2011.12.6
【パリ宮川裕章】フランス中部ノージャンシュルセーヌの原子力発電所敷地内に5日午前6時(日本時間午後2時)ごろ、環境保護団体グリーンピースのメンバー9人が侵入、駆けつけた憲兵隊に拘束された。警察当局によると、仏南部の2原発でも別のメンバーが侵入しようとした形跡が見つかった。グリーンピースは「フランスの原発の警備がいかに脆弱(ぜいじゃく)かを示すことができた」との声明を発表した。

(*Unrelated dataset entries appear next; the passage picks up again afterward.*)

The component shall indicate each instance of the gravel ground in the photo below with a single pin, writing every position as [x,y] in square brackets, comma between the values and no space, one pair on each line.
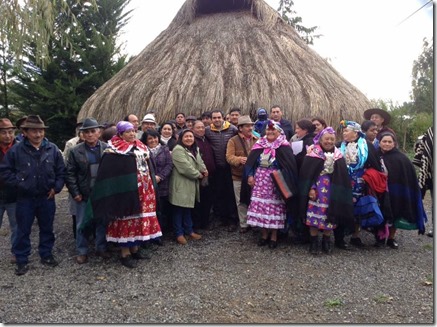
[223,278]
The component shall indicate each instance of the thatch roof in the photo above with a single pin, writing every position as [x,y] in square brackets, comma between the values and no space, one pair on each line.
[224,54]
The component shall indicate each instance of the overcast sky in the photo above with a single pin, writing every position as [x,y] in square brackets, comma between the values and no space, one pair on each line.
[372,43]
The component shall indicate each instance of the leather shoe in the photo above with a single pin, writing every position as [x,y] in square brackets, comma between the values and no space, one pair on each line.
[103,254]
[128,261]
[80,259]
[49,261]
[342,245]
[181,240]
[21,269]
[392,243]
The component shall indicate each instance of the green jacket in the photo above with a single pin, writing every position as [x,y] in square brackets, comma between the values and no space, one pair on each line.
[184,179]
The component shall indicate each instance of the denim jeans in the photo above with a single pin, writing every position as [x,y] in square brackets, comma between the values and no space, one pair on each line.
[81,240]
[10,211]
[44,211]
[182,222]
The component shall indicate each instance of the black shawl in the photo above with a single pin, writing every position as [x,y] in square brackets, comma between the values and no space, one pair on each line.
[403,188]
[341,210]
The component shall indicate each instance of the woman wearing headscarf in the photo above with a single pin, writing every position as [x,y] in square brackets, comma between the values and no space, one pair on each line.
[163,166]
[188,170]
[403,189]
[267,209]
[360,155]
[325,190]
[124,195]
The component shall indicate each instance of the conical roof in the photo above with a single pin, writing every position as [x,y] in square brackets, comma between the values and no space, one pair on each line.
[223,54]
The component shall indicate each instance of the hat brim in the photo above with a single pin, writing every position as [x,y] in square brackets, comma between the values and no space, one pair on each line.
[384,114]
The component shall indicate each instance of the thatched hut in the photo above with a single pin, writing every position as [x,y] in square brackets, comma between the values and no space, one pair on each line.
[224,54]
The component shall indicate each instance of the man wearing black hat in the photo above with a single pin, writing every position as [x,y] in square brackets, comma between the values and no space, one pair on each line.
[35,169]
[82,165]
[8,196]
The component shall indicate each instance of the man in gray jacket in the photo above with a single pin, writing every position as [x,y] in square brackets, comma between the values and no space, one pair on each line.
[218,134]
[82,165]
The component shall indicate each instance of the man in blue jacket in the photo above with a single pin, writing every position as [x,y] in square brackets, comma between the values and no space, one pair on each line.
[35,169]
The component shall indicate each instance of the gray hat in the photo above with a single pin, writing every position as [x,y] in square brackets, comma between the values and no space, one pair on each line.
[89,123]
[33,121]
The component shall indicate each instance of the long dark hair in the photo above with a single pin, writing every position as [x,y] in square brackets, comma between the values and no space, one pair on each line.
[193,149]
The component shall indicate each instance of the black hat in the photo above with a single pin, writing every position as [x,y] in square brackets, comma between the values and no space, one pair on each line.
[384,114]
[89,123]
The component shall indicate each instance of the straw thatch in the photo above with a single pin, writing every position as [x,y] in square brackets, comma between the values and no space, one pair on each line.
[224,54]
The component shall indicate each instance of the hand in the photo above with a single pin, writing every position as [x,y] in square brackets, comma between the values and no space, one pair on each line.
[51,194]
[312,194]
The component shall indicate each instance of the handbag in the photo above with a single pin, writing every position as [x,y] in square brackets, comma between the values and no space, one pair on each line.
[281,185]
[367,211]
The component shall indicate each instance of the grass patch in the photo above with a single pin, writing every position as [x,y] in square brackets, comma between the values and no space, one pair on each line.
[332,303]
[383,298]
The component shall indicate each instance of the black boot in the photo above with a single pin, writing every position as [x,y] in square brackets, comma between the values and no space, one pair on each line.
[314,246]
[326,244]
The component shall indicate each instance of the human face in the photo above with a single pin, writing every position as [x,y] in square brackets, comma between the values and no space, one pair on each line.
[152,141]
[147,125]
[206,121]
[246,130]
[6,136]
[318,125]
[180,120]
[129,135]
[276,114]
[349,135]
[300,132]
[188,139]
[134,121]
[272,134]
[91,136]
[327,142]
[167,130]
[217,119]
[371,133]
[35,135]
[233,117]
[387,143]
[199,129]
[377,119]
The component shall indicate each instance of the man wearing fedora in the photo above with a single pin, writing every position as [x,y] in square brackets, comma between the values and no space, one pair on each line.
[237,150]
[8,196]
[82,165]
[35,168]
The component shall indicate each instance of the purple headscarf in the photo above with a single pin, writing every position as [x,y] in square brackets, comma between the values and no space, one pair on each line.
[328,130]
[123,126]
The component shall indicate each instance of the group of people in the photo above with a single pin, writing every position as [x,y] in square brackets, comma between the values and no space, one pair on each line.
[131,182]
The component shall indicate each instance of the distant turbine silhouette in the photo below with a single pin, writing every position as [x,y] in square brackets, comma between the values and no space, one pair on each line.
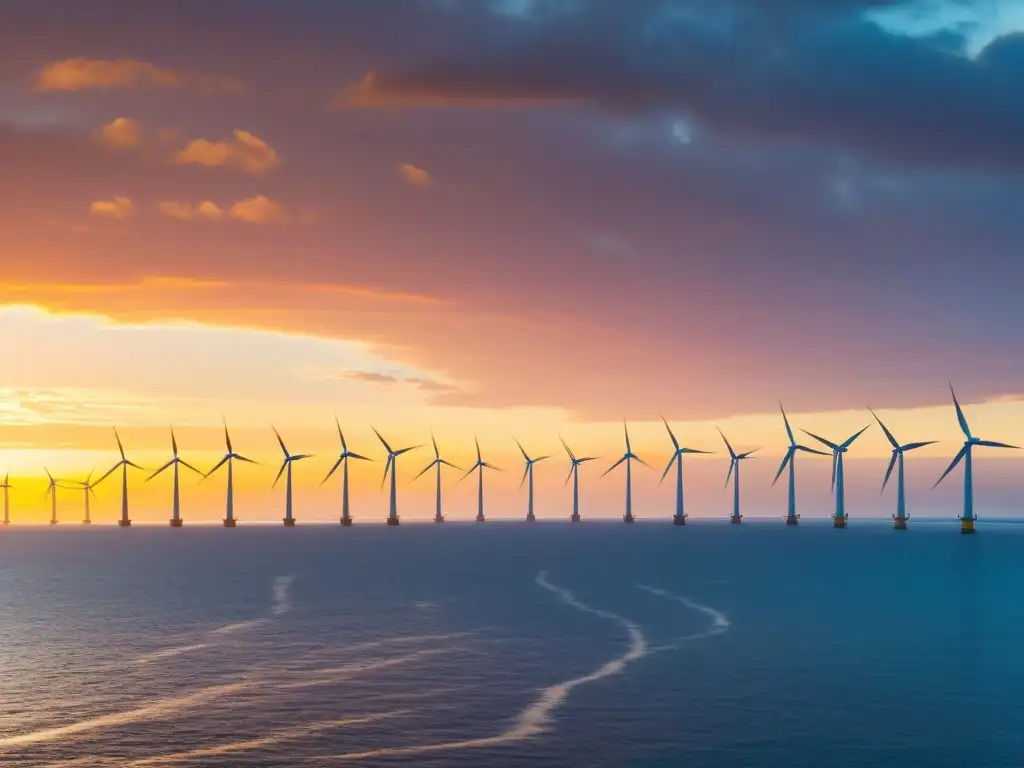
[968,518]
[628,457]
[839,449]
[342,462]
[229,459]
[478,467]
[6,498]
[123,466]
[290,459]
[391,466]
[901,516]
[677,458]
[791,460]
[528,472]
[436,463]
[174,462]
[574,476]
[734,460]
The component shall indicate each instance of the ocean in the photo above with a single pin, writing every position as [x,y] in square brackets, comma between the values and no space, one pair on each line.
[504,644]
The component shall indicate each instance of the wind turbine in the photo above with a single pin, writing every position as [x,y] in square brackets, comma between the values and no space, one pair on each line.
[174,462]
[574,476]
[528,472]
[628,457]
[478,467]
[839,519]
[791,460]
[229,458]
[968,518]
[391,466]
[677,458]
[6,498]
[901,516]
[734,460]
[436,463]
[343,458]
[123,465]
[290,459]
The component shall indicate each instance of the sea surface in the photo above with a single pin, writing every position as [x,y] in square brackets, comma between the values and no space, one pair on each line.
[505,644]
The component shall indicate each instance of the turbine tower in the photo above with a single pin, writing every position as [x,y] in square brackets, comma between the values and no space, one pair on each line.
[174,462]
[290,459]
[478,467]
[574,476]
[123,465]
[436,463]
[838,449]
[528,472]
[6,498]
[968,518]
[901,516]
[628,457]
[391,466]
[677,458]
[791,460]
[734,460]
[343,458]
[228,459]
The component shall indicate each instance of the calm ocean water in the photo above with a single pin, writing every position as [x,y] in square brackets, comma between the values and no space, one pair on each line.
[507,645]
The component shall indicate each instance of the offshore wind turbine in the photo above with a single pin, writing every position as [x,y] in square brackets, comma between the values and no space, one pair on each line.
[229,458]
[901,516]
[838,449]
[677,458]
[123,465]
[968,518]
[174,462]
[391,466]
[436,464]
[478,467]
[734,460]
[791,460]
[290,459]
[343,458]
[528,472]
[574,476]
[629,457]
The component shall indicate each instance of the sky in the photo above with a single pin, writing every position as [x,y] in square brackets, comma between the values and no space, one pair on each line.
[510,217]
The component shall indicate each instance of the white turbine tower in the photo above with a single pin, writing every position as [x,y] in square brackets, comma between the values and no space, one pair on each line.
[677,458]
[174,462]
[290,459]
[574,476]
[968,518]
[478,467]
[343,458]
[123,465]
[436,464]
[392,467]
[527,472]
[228,459]
[629,457]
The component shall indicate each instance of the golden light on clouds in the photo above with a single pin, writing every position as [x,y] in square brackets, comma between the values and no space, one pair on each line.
[245,152]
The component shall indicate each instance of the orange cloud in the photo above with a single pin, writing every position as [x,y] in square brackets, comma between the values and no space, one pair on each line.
[415,175]
[118,208]
[258,210]
[246,153]
[83,74]
[122,133]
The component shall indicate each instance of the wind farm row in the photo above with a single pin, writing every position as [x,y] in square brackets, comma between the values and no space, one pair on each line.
[836,449]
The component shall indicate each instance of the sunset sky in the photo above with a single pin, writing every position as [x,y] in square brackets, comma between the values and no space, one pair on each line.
[516,217]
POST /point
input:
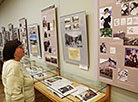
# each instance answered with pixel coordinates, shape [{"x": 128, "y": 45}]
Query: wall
[{"x": 12, "y": 10}]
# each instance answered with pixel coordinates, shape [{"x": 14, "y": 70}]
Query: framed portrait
[
  {"x": 34, "y": 40},
  {"x": 23, "y": 34},
  {"x": 49, "y": 35},
  {"x": 10, "y": 27},
  {"x": 74, "y": 38}
]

仏メディアやグリーンピースによると、9人は発電所内の2基ある原子炉のうち1基の外壁を登り、「安全な原子力は存在しない」との横断幕を掲げた。グリーンピースの原子力関係の担当者はAFP通信に「メンバーは有刺鉄線など四つの防御線を誰にも会うことなく突破した。原子炉の中枢や核燃料がある場所まで約15分で到達した」と話した。

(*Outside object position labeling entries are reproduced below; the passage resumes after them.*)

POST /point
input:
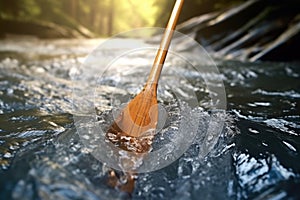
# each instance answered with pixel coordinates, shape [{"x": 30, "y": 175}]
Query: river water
[{"x": 42, "y": 156}]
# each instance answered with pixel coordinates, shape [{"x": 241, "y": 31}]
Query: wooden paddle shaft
[{"x": 164, "y": 45}]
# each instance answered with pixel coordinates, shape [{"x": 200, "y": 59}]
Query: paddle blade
[{"x": 134, "y": 128}]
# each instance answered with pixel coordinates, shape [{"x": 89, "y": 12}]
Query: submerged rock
[{"x": 255, "y": 30}]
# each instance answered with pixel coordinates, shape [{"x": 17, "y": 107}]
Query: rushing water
[{"x": 42, "y": 156}]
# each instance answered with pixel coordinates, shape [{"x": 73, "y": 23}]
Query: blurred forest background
[{"x": 92, "y": 18}]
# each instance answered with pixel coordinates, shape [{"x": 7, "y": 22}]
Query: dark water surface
[{"x": 42, "y": 157}]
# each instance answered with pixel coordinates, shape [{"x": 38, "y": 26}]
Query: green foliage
[{"x": 104, "y": 17}]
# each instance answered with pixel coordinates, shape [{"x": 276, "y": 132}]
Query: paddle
[{"x": 139, "y": 118}]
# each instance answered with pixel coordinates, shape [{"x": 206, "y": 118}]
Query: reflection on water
[{"x": 42, "y": 157}]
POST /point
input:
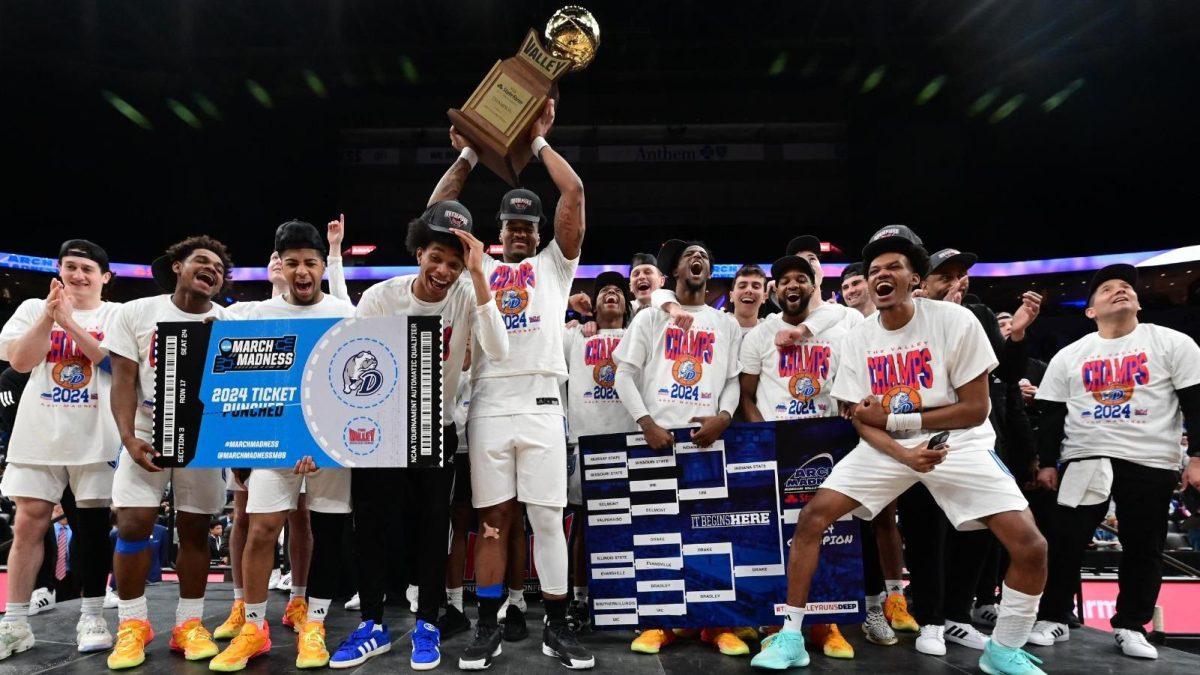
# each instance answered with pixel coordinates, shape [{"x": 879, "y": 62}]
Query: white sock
[
  {"x": 454, "y": 597},
  {"x": 1014, "y": 617},
  {"x": 16, "y": 613},
  {"x": 793, "y": 617},
  {"x": 317, "y": 609},
  {"x": 189, "y": 608},
  {"x": 516, "y": 598},
  {"x": 91, "y": 607},
  {"x": 135, "y": 609},
  {"x": 256, "y": 613}
]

これに対し、原子力発電所を運営するフランス電力公社は「監視システムで侵入を把握、追尾をしていたが、実力行使しなかった」との説明文を発表。「今回の侵入は施設、職員の安全に何の影響も及ぼさなかった」と強調した。
仏政府は3月の東京電力福島第1原発事故後、国内の原子力施設の安全性の再確認を進めたが、グリーンピースは「安全対策が自然災害や航空機の衝突、サイバーテロなどに偏り、人による侵入への対策が不十分だ」と指摘した。
ベッソン・エネルギー担当相は5日、仏公共ラジオで「侵入が事実ならば(警備の)機能不全で、再発防止策を講じなければならない」と述べた。
ノージャンシュルセーヌはパリ南東約100キロ。